Bürste schnallte als Erster, dass die Sache hier gelaufen war. »Toll, Mann«, knurrte er und sein bulliger Körper erschlaffte. Er machte kehrt, schob die Hände in die Hosentaschen und Kapuze folgte ihm. Gemächlich trollten sich die beiden. Die Verschleierte aber tat, ohne mich noch einmal anzusehen, zwei Schritte zur Seite. Elegant glitt sie in den Strom der sektseligen Kegelschwestern oder was immer für ein Klübchen da gerade auf dem Heimweg war, und ließ sich davontragen. Ich blieb zurück und stand plötzlich ganz allein in der Unterführung, wie aus einem seltsamen Tagtraum gerissen. Gern wäre ich noch stehen geblieben und hätte dem Traum ein wenig nachgespürt. Aber dann fiel mir ein, dass die beiden Hools noch einmal auftauchen konnten. Ich setzte mich in Bewegung, ging in den Nieselregen hinaus und blieb erst an einer etwas belebteren Ecke stehen. Menschen betraten oder verließen Kneipen, Taxis parkten am Straßenrand, hier konnte mir nichts passieren. Ohne auf die Nässe zu achten, lehnte ich mich erschöpft gegen einen Stromkasten und steckte mir einen Kaugummi in den Mund. Was für eine tollkühne Aktion. Mann! Ich war ein verdammter Held! Unwillkürlich sah ich mich um. Niemand verlangte ein Autogramm. Ich kaute, atmete tief ein und aus und fühlte frische Kraft im ganzen Körper. Es funktionierte tatsächlich. Paradoxe Intervention hatte das der Trainer genannt, der vor ein paar Jahren bei uns in der Schule so ein Deeskalationstraining geleitet hatte.

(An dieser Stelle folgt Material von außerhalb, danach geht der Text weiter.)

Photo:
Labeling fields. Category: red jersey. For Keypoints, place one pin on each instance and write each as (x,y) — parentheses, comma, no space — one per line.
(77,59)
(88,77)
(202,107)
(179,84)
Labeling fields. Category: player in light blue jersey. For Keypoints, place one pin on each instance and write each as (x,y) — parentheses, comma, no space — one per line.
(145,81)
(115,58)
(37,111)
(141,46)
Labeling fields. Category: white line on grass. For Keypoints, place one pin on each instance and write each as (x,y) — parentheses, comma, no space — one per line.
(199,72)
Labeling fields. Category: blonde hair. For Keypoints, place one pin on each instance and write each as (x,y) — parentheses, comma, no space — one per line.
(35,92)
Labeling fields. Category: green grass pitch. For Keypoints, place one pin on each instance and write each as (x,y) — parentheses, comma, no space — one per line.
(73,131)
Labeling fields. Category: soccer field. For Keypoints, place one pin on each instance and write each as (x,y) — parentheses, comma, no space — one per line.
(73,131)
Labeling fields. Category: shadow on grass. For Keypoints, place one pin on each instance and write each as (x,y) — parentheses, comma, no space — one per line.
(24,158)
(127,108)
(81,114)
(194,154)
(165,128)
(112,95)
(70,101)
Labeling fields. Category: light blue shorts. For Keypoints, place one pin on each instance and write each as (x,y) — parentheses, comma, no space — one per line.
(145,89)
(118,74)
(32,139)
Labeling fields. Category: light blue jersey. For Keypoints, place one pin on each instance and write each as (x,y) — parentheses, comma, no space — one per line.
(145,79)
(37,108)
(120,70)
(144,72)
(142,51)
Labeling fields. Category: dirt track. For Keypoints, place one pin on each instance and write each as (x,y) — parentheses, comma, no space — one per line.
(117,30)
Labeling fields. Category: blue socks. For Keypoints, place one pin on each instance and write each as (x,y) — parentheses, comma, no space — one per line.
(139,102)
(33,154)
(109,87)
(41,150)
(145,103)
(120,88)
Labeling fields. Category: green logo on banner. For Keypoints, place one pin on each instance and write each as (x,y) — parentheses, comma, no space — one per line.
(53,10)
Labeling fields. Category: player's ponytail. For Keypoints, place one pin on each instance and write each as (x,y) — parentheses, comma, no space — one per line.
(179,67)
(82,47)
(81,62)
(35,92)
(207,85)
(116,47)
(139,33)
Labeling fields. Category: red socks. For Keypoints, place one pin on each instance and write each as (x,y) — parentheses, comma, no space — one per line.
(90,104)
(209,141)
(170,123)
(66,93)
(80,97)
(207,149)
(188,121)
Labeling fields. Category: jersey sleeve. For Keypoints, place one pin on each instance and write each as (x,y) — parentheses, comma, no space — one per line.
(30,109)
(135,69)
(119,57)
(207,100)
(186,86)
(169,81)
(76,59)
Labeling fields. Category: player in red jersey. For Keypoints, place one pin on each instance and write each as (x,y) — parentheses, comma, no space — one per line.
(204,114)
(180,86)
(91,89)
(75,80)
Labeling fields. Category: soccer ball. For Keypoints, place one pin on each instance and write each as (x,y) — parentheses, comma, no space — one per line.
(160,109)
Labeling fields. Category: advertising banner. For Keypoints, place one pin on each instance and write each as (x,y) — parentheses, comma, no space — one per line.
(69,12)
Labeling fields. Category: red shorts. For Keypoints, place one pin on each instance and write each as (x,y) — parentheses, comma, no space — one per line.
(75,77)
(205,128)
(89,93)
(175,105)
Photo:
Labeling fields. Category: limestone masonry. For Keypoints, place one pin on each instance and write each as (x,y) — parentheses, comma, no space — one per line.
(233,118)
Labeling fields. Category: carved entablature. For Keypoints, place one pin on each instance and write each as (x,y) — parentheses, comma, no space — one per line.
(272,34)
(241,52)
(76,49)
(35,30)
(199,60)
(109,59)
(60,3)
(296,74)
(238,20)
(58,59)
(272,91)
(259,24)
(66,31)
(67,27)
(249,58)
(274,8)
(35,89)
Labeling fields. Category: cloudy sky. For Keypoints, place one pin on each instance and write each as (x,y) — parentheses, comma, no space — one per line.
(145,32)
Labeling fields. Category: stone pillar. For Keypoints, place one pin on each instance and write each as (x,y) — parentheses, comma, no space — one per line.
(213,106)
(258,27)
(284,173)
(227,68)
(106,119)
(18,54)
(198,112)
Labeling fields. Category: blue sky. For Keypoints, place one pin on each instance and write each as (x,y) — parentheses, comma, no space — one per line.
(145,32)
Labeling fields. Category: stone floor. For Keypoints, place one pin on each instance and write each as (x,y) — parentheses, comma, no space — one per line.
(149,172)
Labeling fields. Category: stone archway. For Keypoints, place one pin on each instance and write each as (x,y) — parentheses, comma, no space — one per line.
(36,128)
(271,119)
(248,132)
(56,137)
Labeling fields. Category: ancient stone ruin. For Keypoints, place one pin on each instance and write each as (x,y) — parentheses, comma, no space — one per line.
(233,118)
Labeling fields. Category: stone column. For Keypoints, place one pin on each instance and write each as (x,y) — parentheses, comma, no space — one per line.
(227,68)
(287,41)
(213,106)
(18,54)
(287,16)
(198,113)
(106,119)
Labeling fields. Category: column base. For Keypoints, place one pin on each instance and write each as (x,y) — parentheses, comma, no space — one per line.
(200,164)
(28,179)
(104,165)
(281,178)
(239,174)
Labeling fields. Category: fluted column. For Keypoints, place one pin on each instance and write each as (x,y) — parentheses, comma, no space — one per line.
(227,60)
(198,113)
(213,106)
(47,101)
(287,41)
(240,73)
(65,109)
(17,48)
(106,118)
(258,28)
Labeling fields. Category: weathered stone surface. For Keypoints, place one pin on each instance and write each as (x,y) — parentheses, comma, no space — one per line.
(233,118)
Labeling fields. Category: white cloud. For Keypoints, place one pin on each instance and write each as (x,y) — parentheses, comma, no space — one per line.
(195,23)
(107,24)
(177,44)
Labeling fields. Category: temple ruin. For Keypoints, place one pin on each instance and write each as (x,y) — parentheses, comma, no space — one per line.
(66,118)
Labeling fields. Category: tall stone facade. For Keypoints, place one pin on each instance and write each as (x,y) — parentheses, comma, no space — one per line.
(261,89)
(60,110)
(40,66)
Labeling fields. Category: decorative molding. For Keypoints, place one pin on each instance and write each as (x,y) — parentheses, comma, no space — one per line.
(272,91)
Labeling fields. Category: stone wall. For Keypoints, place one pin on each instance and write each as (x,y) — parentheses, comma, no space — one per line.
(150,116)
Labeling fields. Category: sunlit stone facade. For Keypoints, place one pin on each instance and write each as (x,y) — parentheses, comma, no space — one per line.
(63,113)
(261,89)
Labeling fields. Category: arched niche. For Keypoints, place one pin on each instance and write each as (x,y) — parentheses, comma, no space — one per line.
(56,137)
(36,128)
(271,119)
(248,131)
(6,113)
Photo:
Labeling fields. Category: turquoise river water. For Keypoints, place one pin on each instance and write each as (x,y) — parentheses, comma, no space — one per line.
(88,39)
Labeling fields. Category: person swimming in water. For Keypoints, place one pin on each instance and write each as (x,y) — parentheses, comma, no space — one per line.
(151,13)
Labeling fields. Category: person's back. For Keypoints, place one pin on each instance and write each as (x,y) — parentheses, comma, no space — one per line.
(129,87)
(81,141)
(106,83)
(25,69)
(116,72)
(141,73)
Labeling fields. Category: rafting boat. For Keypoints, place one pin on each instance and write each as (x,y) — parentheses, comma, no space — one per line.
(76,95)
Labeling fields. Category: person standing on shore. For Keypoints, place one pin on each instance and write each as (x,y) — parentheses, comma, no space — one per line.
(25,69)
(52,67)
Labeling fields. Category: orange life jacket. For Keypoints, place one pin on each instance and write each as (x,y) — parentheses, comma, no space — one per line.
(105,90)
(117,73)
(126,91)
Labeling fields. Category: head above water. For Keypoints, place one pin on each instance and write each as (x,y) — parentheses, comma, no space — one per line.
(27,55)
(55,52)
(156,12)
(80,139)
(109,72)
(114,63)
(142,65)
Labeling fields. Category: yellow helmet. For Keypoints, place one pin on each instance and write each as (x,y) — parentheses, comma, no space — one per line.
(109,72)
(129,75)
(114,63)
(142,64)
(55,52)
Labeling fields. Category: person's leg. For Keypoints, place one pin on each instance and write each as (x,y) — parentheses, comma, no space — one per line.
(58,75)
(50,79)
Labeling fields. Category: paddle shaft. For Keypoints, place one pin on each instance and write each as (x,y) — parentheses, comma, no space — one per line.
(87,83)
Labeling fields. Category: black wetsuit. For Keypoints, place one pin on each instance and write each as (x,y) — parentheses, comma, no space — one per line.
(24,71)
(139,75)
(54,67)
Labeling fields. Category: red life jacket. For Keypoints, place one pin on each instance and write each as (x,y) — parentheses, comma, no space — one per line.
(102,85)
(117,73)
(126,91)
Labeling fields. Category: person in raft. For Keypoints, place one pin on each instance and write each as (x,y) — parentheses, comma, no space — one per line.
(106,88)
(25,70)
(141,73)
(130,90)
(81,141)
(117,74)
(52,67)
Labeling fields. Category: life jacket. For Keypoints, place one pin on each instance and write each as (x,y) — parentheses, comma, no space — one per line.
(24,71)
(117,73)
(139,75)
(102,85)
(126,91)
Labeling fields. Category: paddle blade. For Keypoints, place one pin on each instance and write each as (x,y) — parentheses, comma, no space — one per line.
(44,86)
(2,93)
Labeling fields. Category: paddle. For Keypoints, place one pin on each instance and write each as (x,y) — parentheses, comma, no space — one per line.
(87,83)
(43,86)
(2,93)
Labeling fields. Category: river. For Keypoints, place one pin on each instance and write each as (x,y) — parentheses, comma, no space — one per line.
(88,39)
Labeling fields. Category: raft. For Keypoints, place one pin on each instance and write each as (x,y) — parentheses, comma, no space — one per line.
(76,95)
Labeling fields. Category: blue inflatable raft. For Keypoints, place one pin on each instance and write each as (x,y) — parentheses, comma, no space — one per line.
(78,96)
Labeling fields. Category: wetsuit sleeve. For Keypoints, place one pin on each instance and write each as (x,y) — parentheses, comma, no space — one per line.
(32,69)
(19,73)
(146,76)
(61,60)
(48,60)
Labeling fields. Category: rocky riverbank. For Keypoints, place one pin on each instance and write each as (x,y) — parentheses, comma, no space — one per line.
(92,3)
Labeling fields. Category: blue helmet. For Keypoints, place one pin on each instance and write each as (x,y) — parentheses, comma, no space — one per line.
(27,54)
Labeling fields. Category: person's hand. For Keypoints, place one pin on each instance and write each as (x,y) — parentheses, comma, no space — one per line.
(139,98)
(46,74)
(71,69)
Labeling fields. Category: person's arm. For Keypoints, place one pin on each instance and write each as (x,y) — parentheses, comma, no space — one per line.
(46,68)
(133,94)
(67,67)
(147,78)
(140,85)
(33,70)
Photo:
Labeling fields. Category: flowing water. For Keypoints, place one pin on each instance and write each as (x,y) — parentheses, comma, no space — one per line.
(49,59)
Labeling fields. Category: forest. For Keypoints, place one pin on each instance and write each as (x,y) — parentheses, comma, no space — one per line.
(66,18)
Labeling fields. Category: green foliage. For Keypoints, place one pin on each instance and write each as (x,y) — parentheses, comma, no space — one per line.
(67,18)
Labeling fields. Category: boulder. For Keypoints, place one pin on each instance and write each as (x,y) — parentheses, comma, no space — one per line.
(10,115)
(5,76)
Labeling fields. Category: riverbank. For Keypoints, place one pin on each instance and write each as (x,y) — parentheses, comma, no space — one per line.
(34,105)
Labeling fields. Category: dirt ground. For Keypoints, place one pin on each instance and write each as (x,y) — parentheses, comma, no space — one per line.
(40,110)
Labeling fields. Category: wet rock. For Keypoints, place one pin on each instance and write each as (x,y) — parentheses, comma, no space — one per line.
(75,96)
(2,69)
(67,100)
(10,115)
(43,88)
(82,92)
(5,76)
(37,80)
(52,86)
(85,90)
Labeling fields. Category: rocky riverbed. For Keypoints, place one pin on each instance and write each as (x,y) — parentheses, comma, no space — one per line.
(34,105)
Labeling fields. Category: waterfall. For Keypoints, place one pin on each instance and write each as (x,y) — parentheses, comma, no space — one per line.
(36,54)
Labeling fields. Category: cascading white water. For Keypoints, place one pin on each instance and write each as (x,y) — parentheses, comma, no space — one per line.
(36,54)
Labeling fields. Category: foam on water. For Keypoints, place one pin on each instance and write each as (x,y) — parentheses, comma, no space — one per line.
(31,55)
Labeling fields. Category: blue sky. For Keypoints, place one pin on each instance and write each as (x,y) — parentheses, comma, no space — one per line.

Ich war im Rollenspiel seine Versuchsperson gewesen, hatte das witzig gefunden, aber nie im Leben damit gerechnet, dass es mir mal eines Tages wirklich was nützen würde. Schade, dass mich niemand dabei gefilmt hat, dachte ich. Und sie? Kein Wort des Dankes. Ich hätte wenigstens gern gewusst, wie ihre Stimme klang. Wie alt mochte sie sein? Die Augen hatten sehr jung ausgesehen, aber was sagte das schon. Sie würde mich nicht loslassen, das wusste ich. Nicht, bevor ich herausgefunden hatte, wer sie war. Auch wenn das unmöglich schien. Ich biss mir beim Kauen auf die Lippe. Das tat weh. Ärgerlich spuckte ich den Kaugummi zu dem faulenden Laub in den Rinnstein und machte mich auf den Heimweg.

 

Zu Hause empfingen mich der Duft von gebratenem Kürbis und das vorwurfsvolle Gesicht von Liz.

»Endlich«, brummte sie.

Auf dem großen Küchentisch unserer WG war für zwei Leute gedeckt. In einer Vase standen frische Herbstblumen in satten Farben.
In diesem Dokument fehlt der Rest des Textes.